From that 19th century iconography we swiveled to the freewheeling graspings and grapplings of an Alonzo King duet, “Epilogue for Keeps.” Two stars of King’s LINES Ballet, Adji Cissoko and Michael Montgomery, gave it heart-laid-bare vulnerability. It was an inspired contrast—authenticity in ultra-formal, then ultra un-formal choreography.

And what of the two world premieres? Neither new work burst onto the scene as a major achievement, but neither felt safe, and that gave the evening crackle. Schermoly, who had a hit this past summer with her filmed version of “Rite of Spring” for Louisville Ballet, devised a duet of busy arms for Van Patten and Wei Wang to a movement from Grieg’s Piano Concerto in A Minor (one of the few selections heard recorded). Costuming hindered: Van Patten wore a baby blue tunic and swimsuit-like bottoms, and Wang wore a discordant navy covering his full leg, neither contrasting nor coordinating, and obscuring the choreography.

Meanwhile, costuming was the fabulous hit of Danielle Rowe’s new “And It Will,” which closed the night. Emma Kingsbury devised swingy and psychedelic trackpants and dresses, black-lit to Day Glo perfection by lighting designer Jim French. Jahna Frantziskonis, awash on ocean sounds and apparently worried about her place in the cosmos, slow-danced her way into a reverie with four of San Francisco Ballet’s spunkier, younger talents: Thamires Chuvas, Anatalia Hordov, Nathaniel Remez, and the dripping-with-charisma Cavan Conley. Their group party vibe was endearing, but the groovy movement suffered a surprising stiffness from Rowe’s baffling decision to have the women en pointe. Ah, well. No harm done, and a meaningful moment created: This was Frantziskonis’ final performance (her retirement as a SF Ballet soloist was announced last month), and she turned touchingly teary during the applause.

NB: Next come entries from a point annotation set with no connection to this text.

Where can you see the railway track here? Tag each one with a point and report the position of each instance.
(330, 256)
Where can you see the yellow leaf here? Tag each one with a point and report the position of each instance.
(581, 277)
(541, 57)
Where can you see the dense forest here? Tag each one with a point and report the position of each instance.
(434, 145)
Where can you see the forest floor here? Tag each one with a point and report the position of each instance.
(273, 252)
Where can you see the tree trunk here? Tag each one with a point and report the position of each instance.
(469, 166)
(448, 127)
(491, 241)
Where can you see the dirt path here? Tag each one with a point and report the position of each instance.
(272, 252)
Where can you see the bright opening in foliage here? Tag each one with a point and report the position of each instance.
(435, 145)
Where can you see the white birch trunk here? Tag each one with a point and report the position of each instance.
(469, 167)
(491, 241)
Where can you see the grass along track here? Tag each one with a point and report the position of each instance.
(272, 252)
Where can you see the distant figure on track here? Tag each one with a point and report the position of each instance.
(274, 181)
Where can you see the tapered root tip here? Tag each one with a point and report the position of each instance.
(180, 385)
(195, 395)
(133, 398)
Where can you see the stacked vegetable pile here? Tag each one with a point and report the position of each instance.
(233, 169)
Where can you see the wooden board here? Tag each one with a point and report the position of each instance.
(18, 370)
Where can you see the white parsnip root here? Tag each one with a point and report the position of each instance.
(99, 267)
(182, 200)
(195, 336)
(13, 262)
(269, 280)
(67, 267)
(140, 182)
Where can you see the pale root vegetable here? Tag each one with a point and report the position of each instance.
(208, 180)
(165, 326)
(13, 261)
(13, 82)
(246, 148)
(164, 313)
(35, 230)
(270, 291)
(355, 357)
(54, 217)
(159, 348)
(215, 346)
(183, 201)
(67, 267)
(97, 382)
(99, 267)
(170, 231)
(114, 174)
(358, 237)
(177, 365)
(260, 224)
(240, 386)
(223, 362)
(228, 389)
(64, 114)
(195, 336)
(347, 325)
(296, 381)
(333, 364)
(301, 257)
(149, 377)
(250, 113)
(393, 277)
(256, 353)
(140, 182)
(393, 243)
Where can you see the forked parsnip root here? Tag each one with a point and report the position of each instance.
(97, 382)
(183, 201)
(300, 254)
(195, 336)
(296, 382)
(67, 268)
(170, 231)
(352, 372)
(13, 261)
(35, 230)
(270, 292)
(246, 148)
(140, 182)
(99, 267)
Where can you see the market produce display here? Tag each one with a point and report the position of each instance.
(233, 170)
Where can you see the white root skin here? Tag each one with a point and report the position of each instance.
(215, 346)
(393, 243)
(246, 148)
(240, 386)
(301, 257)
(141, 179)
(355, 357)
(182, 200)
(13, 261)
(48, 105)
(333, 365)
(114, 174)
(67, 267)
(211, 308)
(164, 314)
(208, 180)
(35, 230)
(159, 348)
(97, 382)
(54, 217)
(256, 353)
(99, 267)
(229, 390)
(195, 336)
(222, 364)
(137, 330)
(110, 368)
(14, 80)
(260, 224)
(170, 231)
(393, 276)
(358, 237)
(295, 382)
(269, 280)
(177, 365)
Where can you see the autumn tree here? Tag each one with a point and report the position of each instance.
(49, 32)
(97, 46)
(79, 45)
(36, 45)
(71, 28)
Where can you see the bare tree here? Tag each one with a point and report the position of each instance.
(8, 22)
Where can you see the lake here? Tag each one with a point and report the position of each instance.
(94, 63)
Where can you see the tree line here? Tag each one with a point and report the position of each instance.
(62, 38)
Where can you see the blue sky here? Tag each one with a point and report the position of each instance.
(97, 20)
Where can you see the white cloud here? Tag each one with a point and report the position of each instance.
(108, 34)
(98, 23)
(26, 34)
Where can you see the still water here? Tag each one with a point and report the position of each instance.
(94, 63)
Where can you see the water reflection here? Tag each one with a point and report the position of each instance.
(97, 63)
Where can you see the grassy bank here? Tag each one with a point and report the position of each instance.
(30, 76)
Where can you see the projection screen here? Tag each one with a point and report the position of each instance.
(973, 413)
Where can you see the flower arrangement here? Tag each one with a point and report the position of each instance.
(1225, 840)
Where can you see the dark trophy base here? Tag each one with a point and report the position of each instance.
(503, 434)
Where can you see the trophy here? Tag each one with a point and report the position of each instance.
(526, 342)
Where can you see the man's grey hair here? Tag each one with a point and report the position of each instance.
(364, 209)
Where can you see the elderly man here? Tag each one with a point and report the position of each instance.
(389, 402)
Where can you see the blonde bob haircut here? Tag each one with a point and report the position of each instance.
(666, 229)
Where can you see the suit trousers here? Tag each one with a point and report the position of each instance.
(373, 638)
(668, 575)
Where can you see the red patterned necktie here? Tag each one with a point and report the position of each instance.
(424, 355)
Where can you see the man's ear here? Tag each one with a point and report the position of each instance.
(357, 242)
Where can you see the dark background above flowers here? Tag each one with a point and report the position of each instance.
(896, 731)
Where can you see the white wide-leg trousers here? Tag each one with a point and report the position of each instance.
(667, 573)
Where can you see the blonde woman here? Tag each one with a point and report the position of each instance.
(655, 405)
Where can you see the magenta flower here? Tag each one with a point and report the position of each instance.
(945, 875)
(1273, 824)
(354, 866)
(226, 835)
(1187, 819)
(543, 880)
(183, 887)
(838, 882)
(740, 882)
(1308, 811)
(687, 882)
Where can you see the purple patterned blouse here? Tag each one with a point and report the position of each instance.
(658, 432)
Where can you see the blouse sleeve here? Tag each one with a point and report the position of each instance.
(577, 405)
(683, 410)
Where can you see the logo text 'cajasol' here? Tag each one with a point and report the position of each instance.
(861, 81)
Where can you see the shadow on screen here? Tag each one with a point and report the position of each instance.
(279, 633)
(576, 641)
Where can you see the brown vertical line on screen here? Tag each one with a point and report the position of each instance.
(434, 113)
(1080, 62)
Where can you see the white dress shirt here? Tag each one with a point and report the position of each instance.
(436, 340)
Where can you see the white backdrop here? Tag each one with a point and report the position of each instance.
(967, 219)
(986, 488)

Van Patten is 38 years old, with two young children, and as she looks ahead to her 20th season with SF Ballet in the spring, she is already openly eyeing retirement. I frankly think she could perform powerfully for another decade to come, but it is also thrilling to see these new commissioning and producing talents of hers emerge. She is joining the likes of Wendy Whelan, Ashley Bouder, and Sara Mearns in claiming for themselves executive powers the big ballet companies don’t fast-track them for. As she announced from the stage pre-performance, Van Patten is determined to hold another Tahoe Dance Camp residency, and to see where this can go. She has already succeeded.

Rachel Howard


Rachel Howard is the former lead dance critic of the San Francisco Chronicle. Her dance writing has also appeared in the New York Times, the Hudson Review, Ballet Review, San Francisco Magazine and Dance Magazine.